Le département du Trésor des États-Unis a annoncé lundi une politique de flexibilisation temporaire des contrôles financiers qui permettra aux banques et institutions américaines de traiter des opérations autorisées liées à l'aide humanitaire et à la reconstruction du Venezuela, dévasté par les tremblements de terre du 24 juin dernier.
Selon l'agence EFE, la mesure a été émise par le Réseau de Contrôle des Crimes Financiers (FinCEN) et stipule que cet organisme n'engagera pas d'actions réglementaires contre les entités financières fournissant des services autorisés au Venezuela entre le 27 juillet 2026 et le 29 janvier 2027.
L'objectif central est de réduire le risque réglementaire auquel sont confrontées les banques lorsqu'elles traitent des transactions vers un pays sous sanctions, afin qu'elles puissent canaliser plus facilement des fonds destinés à l'assistance humanitaire, à la reconstruction de logements et d'infrastructures, ainsi qu'à la reprise économique générale.
Le document officiel de FinCEN précise que la couverture « ne s'appliquera pas aux violations connues, délibérées ou intentionnelles » des normes financières américaines.
La nouvelle politique repose sur deux licences générales précédemment émises par le Bureau de Contrôle des Actifs Étrangers (OFAC) : la Licence Générale 60, émise le 25 juin pour autoriser les transactions d'aide en cas de tremblements de terre — valable jusqu'au 23 octobre 2026 —, et la Licence Générale 57, émise en avril, qui autorise les opérations avec la Banque Centrale du Venezuela et trois banques d'État.
Les institutions financières qui bénéficient de cette protection devront maintenir actifs leurs programmes de conformité contre le blanchiment d'argent et respecter les sanctions en vigueur de l'OFAC.
L'urgence de la mesure est justifiée par l'ampleur du désastre. Les deux séismes du 24 juin, de magnitudes 7,2 et 7,5 — survenus avec à peine 39 secondes d'intervalle — figurent parmi les plus destructeurs de l'histoire récente du Venezuela.

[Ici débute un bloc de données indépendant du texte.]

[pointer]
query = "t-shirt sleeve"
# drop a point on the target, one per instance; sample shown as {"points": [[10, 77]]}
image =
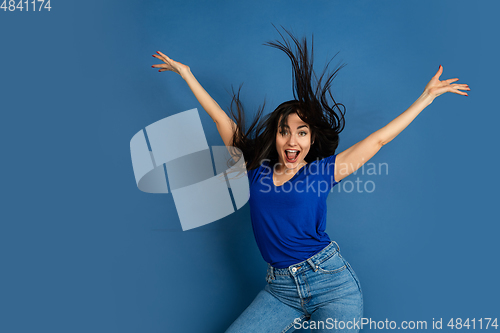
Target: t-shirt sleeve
{"points": [[327, 167]]}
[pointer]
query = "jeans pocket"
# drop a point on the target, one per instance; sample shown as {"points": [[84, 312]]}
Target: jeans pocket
{"points": [[268, 278], [332, 265]]}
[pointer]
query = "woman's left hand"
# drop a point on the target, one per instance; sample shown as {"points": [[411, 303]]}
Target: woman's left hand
{"points": [[435, 87]]}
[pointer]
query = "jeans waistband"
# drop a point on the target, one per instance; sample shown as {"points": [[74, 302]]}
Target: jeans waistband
{"points": [[307, 264]]}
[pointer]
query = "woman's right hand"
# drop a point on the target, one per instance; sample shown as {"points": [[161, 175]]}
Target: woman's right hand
{"points": [[170, 65]]}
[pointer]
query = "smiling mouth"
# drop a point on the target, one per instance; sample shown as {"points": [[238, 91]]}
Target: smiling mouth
{"points": [[292, 155]]}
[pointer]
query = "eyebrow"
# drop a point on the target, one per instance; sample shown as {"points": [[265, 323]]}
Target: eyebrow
{"points": [[297, 127]]}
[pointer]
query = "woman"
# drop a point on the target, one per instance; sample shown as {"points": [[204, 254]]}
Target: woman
{"points": [[292, 167]]}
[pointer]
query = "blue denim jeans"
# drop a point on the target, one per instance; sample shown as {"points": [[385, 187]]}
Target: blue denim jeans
{"points": [[321, 293]]}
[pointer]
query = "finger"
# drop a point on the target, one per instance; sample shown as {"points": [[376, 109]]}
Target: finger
{"points": [[461, 86], [159, 66], [439, 72], [456, 91]]}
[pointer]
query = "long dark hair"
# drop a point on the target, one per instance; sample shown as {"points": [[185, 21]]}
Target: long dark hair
{"points": [[311, 104]]}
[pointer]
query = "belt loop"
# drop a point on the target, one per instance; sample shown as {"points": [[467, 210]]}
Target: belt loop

Un rapport de la Banque mondiale présenté il y a une semaine a estimé les dommages physiques directs à 19,600 millions de dollars, avec La Guaira et le District Capital comme les zones les plus touchées, concentrant près de la moitié du total.
L'organisme a averti que la lenteur de la reconstruction pourrait freiner la reprise économique du pays pendant une décennie.
La flexibilisation financière s'inscrit dans une politique d'ouverture progressive que Washington a appliquée depuis la capture de Nicolás Maduro en janvier.
En mars, les États-Unis ont autorisé des transactions avec PDVSA pour augmenter l'offre mondiale de pétrole, et en avril ont retiré la présidente par intérim Delcy Rodríguez de la liste des sanctions SDN de l'OFAC.